I woke up Saturday morning in a foul mood. My husband, Big G, woke up in a worse one. I snapped at him. He snapped at me. We glared at each other. Considering the children were at a sleepover at Grandma's the night before, we should have been elated. We weren't. I was in a terrible mood and I had no idea why. Even my morning walk through the woods with my friend Red did very little to get me out of my funk. It wasn't until later in the day, in my karate class, when I accidentally kicked through two boards and right into a chagrined classmate's stomach that I realized I needed to reign in my bad mood.
I stomped home and huffed over to my husband who was pouting in the other room as the kids played checker-chess on the floor.
"What's wrong with you?!" I demanded, which I think is, to date, the worst thing you can ever say to anyone as an opening to reconciliation.
"Nothing!

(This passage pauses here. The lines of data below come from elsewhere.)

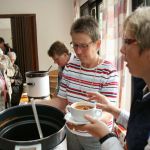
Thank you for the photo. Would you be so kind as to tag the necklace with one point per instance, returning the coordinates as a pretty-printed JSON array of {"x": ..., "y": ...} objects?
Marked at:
[{"x": 83, "y": 89}]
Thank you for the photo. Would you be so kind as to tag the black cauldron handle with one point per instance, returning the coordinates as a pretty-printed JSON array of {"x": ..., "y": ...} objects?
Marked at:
[{"x": 31, "y": 84}]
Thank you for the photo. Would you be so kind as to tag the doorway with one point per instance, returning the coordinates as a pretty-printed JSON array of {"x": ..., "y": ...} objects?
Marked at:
[{"x": 24, "y": 41}]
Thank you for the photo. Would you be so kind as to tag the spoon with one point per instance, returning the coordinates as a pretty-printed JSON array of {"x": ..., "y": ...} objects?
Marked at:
[{"x": 36, "y": 118}]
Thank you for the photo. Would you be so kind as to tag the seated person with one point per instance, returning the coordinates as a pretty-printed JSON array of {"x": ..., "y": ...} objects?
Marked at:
[
  {"x": 4, "y": 46},
  {"x": 61, "y": 56}
]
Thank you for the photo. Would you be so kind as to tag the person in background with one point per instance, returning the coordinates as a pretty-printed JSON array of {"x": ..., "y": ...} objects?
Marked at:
[
  {"x": 6, "y": 71},
  {"x": 136, "y": 53},
  {"x": 86, "y": 72},
  {"x": 61, "y": 56},
  {"x": 16, "y": 81},
  {"x": 5, "y": 47}
]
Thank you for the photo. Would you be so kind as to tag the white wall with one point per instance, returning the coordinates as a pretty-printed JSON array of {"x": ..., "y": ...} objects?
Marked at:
[{"x": 53, "y": 18}]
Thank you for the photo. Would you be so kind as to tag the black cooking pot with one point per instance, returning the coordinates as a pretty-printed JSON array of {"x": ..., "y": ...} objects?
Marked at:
[{"x": 18, "y": 127}]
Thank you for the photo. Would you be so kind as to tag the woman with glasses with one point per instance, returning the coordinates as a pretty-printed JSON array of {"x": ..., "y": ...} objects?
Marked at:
[
  {"x": 87, "y": 72},
  {"x": 136, "y": 53}
]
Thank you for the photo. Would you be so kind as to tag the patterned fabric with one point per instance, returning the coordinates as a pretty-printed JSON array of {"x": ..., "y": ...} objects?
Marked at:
[{"x": 77, "y": 80}]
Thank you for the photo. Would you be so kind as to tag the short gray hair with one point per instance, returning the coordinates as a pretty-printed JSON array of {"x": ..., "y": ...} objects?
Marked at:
[
  {"x": 138, "y": 24},
  {"x": 87, "y": 25},
  {"x": 12, "y": 55}
]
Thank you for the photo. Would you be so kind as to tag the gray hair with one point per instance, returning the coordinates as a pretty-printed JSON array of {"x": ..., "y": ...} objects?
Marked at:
[
  {"x": 138, "y": 24},
  {"x": 12, "y": 55},
  {"x": 87, "y": 25}
]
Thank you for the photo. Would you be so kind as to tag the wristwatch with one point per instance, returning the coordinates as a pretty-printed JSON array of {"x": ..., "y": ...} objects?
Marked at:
[{"x": 107, "y": 136}]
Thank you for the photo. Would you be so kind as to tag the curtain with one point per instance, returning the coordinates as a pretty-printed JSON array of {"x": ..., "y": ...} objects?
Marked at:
[
  {"x": 114, "y": 13},
  {"x": 25, "y": 42}
]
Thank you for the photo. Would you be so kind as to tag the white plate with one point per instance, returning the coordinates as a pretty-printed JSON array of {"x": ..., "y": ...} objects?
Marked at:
[{"x": 70, "y": 119}]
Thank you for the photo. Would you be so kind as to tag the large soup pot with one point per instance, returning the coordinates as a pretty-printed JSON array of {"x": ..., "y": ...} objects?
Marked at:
[
  {"x": 18, "y": 130},
  {"x": 38, "y": 85}
]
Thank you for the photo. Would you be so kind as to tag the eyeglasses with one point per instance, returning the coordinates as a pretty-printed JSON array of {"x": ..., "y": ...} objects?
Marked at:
[
  {"x": 128, "y": 41},
  {"x": 81, "y": 46}
]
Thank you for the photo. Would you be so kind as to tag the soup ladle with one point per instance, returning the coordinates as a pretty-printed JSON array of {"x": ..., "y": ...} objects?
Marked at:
[{"x": 36, "y": 118}]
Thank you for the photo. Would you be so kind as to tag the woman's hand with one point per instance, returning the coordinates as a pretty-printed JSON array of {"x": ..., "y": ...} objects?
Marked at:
[
  {"x": 96, "y": 128},
  {"x": 103, "y": 103}
]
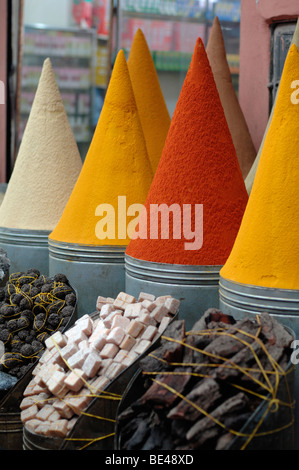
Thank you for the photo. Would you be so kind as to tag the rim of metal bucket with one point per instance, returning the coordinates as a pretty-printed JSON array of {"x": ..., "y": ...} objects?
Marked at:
[
  {"x": 24, "y": 236},
  {"x": 258, "y": 298},
  {"x": 86, "y": 253},
  {"x": 178, "y": 273}
]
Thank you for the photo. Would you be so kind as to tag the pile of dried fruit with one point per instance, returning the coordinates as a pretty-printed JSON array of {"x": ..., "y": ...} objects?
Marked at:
[{"x": 32, "y": 308}]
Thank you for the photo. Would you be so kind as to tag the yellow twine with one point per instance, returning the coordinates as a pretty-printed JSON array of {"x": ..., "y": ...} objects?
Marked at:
[{"x": 278, "y": 372}]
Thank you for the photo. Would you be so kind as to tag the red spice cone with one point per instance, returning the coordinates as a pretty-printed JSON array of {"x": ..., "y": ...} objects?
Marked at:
[
  {"x": 198, "y": 165},
  {"x": 234, "y": 115}
]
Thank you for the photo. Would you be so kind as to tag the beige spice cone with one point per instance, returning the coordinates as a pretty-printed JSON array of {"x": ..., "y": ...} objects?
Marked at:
[{"x": 47, "y": 165}]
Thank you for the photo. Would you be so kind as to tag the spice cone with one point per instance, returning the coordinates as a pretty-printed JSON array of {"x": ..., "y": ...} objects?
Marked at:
[
  {"x": 251, "y": 175},
  {"x": 47, "y": 166},
  {"x": 151, "y": 105},
  {"x": 198, "y": 165},
  {"x": 116, "y": 164},
  {"x": 266, "y": 250},
  {"x": 234, "y": 116}
]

What's wrong with you?" he snarled.
"Honestly, I don't know." I was puzzled. Why was I in such a bad mood? "I had a lot of bad dreams last night. I didn't sleep well."
"Me neither," he admitted as the tension broke. "Do you think it was the movie we watched last night? Because I think it was. It's putting us both in a bad mood."
I stopped and thought about that. Generally I don't see violent movies. Anything with graphic violence, torture scenes, and gory horror films I avoid like the plague. Some people can watch it and let it roll off them, but that kind of stuff tends to stay with me, the grotesque or disturbing images running on a loop in my head, hence the bad dreams. I'm either extremely sensitive or I'm just a big wus.
"I've been thinking about it," Big G continued. "The part where the guys feet were cut off--"
"STOP!" I held up both of my hands. "I don't want to revisit it!"
"And then it got me to thinking about all the other terrible things in the world." my husband continued. "And it put me in a bad mood."
Could it be? Could seeing an extremely violent movie color our mood for the next 24 hours? And if this was the case, what impact could seeing violent movies/ video games have on our children's less developed psyches?
It reminded me of something that happened about a month ago when our 6 year old, Big A stopped sleeping for a few days. He finally broke down and admitted to us that he saw a friend on the bus playing a handheld video game called "Five Nights At Freddy's" He was crying and begging us to please "take the scary pictures out of his head." Which we couldn't do. Big A saw something he was clearly not ready to understand and now he couldn't un-see it. We reassured him as best we could that video games aren't real but it broke my heart how his mind was affected by seeing something so disturbing. It took a lot of time and reassurance before Big A believed that the scary characters from the Freddy's video game weren't actually real and were not going to attack him the dead of night.
( I looked up "Five Nights At Freddy's" by the way. It's TERRIFYING! Bloody animatronic animals jumping out at you...creepy. This macabre "horror" type videogame is for ages 13 and up but I was freaked out by it. I was deeply saddened that Big A was exposed to something so frightening on the school bus that had impacted him so negatively.)
However, some kids and some adults can see bad stuff, cringe and let it go. Our family has a rich history of internalizing.
When my hub and I realized that our moods were in fact being impacted by the disturbing and depressing subject matter of the movie the night before, we snapped out of it and had a lovely evening with the kids, one involving going out for milkshakes and, ironically, the board game Sorry! But it made me ever more aware of the effect that movies and other media can have on ourselves and especially our children.
So we won't be lining up to see the next Quentin Tarantino movie any time soon. Or letting our 6 year old play "5 Nights At Freddy's"...no matter how cool his classmates say it is. Obviously, he can't handle it. And considering how much we enjoy sleep and good times in this house, neither can we.